How to detect if an object is under a shadow casted by a directional light

I’m assuming we can’t treat a directional light as any other form of light, that is as a single point, but as a plane with the same orientation as the directional light. so instead of casting a ray from my object towards the center of the DirectionalLight, I’m casting it from myobject.transform.position to myObject.transform.position - directection of DirectionalLight so that I’m casting lines parallel to the light as in the picture

and if the ray hits a wall on it’s way then set a bool value underSun= true else underSun=false
and to increase the accuracy of the detection, instead of casting a single ray from the center of the object ,I’m casting four each from the it’s top corners


and on everyUpdate if a rayCast from any of these corners doesn’t hit a wall then break and set underSun= true

this does make sense to me, but I’m getting some weird unwanted results with my code and I would appreciate if anyone can point me to the right direction. see in gif below

wanted behaviour

Unwanted Behaviour

the code is here

using UnityEngine;
using System.Collections;

public class NewPlayer : MonoBehaviour {

   
    public NewSun sun;

    private MeshRenderer mesh;
    private RaycastHit hit;
    private bool underSun = false;
    
	// Use this for initialization
	void Start () {
        mesh = GetComponent<MeshRenderer>();
    }
	
	// Update is called once per frame
	void Update () {
        underSun = false;
        Vector3 sunDir = sun.transform.forward;
        sunDir.Normalize();
        sunDir *= 100;
   
        foreach (Transform child in transform) {

            if (!Physics.Raycast(child.position, child.position - sunDir, 30, LayerMask.GetMask("Wall")))
            {

                Debug.DrawLine(child.position, child.position - sunDir, Color.red);
                underSun = true;

            }
            else {
                Debug.DrawLine(child.position, child.position - sunDir, Color.green);
            }
           
        }

       

        if (underSun)
        {
            mesh.material.color = Color.red;
        }
        else {
            mesh.material.color = Color.green;
        }
       

	}
}

Having read @Bonfire-Boy’s comment above, I think I’ve spotted your problem.
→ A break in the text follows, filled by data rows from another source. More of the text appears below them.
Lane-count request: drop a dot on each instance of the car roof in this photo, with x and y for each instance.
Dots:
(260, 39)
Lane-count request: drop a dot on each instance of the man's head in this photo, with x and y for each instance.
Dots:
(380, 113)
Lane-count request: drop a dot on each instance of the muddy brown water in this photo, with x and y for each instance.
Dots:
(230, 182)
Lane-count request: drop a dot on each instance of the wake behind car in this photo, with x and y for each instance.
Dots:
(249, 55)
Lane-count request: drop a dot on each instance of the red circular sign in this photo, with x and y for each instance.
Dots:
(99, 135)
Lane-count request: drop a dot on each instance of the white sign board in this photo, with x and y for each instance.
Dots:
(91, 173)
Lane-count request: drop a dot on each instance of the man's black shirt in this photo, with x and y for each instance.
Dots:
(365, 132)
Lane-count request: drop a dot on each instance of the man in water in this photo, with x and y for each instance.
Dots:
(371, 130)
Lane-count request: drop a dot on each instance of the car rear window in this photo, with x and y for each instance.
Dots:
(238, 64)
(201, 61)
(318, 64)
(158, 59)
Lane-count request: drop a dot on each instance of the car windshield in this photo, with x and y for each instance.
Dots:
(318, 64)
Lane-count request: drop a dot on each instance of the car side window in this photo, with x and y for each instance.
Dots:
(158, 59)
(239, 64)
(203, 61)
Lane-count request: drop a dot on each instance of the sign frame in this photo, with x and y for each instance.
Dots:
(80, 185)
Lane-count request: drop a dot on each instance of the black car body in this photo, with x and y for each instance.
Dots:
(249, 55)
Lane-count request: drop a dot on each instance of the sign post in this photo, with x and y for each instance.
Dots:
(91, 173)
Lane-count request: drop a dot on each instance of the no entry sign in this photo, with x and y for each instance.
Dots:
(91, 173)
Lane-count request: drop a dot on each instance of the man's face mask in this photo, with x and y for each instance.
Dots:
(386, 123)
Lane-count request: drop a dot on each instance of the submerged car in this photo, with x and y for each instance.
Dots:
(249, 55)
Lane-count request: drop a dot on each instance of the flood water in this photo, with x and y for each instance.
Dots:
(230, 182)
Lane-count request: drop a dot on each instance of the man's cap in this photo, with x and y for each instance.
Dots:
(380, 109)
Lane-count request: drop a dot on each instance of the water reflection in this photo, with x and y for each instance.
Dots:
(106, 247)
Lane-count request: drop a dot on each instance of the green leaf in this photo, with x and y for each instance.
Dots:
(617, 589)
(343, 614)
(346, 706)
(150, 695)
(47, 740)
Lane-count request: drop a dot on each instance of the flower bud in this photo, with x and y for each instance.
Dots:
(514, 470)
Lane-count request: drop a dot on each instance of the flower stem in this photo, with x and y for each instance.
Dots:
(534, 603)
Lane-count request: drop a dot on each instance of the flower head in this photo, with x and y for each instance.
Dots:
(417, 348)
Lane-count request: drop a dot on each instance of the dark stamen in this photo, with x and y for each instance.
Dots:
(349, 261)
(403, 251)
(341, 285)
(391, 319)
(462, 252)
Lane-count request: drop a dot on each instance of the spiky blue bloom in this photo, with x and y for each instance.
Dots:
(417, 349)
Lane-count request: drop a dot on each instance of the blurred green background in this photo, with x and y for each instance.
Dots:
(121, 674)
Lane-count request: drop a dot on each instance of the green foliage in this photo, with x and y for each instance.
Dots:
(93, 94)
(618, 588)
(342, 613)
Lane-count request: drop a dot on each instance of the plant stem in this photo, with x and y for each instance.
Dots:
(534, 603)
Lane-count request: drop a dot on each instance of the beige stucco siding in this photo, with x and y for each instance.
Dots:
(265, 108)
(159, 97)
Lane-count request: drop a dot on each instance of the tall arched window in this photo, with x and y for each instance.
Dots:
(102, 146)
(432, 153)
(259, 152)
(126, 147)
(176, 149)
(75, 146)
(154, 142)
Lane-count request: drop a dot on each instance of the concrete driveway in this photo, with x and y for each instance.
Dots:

I’m not sure your Debug.DrawLines are actually visualising your Raycasts correctly. Take a careful look at the function signatures:

  • In Physics.RayCast(), the first two Vector3 parameters are an origin and a direction.
  • In Debug.DrawLine, the first two Vector3 parameters are an origin and an end position.

So, for Debug.DrawLine you’re correct to use child.position - sunDir but, for RayCast, you should be using -1f * sunDir as he suggests.